E così non resta che una strada: "Il Questore mi dice che posso solo ritornare in Calabria, nel paesino dove mia madre ha una piccola e vecchia casa per le vacanze”. La famiglia inizia un lungo viaggio della speranza, in treno, senza soldi in tasca. “Alla stazione di Napoli la Polfer ci aiuta e ci fa i biglietti fino alla destinazione finale, in Calabria.
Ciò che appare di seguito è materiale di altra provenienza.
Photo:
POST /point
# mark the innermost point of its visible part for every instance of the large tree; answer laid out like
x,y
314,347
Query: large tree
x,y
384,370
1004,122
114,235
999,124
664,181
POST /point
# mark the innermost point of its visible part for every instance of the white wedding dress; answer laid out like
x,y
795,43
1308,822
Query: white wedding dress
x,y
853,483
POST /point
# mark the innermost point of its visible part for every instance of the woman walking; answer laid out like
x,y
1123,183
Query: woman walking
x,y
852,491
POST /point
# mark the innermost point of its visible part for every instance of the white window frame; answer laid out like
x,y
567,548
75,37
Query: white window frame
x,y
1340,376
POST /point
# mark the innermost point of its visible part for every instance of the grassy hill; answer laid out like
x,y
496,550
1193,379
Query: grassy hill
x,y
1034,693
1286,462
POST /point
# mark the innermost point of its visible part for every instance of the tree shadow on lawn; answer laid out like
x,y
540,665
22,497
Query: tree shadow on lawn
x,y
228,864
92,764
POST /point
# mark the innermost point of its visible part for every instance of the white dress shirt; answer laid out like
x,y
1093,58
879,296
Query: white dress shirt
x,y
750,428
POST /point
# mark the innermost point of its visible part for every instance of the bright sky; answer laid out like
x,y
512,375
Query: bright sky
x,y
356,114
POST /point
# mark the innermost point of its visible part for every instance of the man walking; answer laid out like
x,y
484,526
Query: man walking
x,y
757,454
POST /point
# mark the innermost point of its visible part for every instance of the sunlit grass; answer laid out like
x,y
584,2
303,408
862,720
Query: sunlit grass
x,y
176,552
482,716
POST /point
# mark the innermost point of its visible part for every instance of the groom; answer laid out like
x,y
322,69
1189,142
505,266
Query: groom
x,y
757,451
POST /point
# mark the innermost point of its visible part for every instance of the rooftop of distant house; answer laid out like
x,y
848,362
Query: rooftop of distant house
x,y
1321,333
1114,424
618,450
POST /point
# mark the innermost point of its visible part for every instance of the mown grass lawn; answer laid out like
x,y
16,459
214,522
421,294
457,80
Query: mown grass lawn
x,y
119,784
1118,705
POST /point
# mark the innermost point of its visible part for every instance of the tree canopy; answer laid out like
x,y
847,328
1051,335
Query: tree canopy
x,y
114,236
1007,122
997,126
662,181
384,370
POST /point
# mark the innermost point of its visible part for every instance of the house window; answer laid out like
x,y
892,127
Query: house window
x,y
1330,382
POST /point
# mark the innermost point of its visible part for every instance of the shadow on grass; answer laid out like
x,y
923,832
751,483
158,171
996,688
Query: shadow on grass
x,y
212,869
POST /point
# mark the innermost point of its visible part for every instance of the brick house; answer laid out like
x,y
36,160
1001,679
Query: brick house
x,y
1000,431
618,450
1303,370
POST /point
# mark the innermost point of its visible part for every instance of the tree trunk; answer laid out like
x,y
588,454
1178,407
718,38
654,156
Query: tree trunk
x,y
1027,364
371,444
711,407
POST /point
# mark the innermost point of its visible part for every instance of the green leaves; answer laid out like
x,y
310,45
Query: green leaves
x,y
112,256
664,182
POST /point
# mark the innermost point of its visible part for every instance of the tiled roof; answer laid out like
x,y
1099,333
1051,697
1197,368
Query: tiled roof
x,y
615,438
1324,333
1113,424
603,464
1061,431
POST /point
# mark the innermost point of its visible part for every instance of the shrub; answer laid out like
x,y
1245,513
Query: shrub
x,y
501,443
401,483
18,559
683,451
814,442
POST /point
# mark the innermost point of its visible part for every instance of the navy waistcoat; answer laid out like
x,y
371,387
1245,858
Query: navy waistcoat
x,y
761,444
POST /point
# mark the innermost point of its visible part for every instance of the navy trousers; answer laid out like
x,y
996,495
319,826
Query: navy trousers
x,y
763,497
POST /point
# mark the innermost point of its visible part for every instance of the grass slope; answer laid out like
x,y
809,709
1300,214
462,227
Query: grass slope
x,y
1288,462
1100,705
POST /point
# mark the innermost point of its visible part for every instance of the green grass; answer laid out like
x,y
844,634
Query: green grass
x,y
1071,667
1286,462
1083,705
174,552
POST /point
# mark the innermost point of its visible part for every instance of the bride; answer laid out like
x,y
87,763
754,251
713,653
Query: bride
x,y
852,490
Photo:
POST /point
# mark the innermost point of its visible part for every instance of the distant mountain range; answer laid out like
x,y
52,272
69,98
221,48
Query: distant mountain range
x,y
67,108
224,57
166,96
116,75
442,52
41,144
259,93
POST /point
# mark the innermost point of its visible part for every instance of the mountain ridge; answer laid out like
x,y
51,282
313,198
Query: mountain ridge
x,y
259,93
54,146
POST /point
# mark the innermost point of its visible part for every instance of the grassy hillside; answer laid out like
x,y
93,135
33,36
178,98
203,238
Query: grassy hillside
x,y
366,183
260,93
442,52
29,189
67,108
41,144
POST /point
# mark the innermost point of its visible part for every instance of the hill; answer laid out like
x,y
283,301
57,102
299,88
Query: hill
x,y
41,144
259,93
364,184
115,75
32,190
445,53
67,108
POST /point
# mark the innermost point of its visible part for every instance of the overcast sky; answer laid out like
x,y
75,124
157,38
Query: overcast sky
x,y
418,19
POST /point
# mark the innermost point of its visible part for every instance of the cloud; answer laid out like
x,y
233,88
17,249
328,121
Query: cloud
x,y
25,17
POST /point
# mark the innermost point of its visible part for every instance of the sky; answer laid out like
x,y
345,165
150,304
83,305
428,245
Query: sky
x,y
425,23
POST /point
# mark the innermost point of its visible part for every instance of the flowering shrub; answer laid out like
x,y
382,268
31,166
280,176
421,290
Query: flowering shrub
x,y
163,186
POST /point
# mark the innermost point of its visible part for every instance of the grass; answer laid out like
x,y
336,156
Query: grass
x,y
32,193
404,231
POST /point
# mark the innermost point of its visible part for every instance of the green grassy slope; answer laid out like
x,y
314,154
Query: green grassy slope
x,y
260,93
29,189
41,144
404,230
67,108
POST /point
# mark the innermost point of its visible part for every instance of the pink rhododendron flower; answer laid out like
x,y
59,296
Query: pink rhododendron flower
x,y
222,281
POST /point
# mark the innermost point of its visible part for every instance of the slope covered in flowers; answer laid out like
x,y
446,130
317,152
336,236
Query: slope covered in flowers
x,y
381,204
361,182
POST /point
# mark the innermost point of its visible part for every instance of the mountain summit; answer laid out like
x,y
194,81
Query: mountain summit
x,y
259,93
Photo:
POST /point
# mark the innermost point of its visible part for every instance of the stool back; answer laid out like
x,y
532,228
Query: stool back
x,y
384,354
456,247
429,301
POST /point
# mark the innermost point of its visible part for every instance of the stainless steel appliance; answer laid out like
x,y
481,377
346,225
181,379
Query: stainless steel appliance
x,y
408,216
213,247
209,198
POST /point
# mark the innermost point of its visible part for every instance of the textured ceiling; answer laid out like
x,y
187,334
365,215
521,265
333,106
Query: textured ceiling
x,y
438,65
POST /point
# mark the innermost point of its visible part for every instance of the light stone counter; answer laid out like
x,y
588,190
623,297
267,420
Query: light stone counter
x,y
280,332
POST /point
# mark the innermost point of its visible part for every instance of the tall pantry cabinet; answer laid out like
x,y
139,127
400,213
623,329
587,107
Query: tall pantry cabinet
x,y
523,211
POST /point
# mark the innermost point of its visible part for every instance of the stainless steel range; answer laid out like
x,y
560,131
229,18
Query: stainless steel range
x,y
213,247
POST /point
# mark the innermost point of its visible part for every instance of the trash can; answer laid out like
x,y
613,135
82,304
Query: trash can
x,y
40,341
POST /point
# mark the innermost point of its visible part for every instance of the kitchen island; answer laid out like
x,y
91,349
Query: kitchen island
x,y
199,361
Ora siamo qui, in questa casa in mezzo al nulla, non c’è neanche il riscaldamento”.

Giuseppe e la sua famiglia, in questi giorni, vengono aiutati dalla madre e dalla sorella, oltre che dalla Protezione Civile, che porta loro dei pacchi alimentari. “Oggi mi scade la quarantena e vorrei poter andare a Vibo Valentia, a casa di mia madre, ma qui nessuno ci fa i tamponi per vedere se stiamo bene, non vorrei certo farla morire attaccandole il coronavirus...”. Ma i sogni di Giuseppe, che fa un appello attraverso Iene.it, puntano a nord: “Vorrei intanto poter rientrare nella mia casa di Legnano, ho tutta la mia vita in quell’appartamento. Vorrei tornare a riprendere i vestiti, i mobili, i miei francobolli, i libri e le cose di mia figlia. Poi sogno di tornare a vivere lì, di trovare una casetta, lì mia figlia ha la scuola e gli amici. Qualcuno ci può aiutare?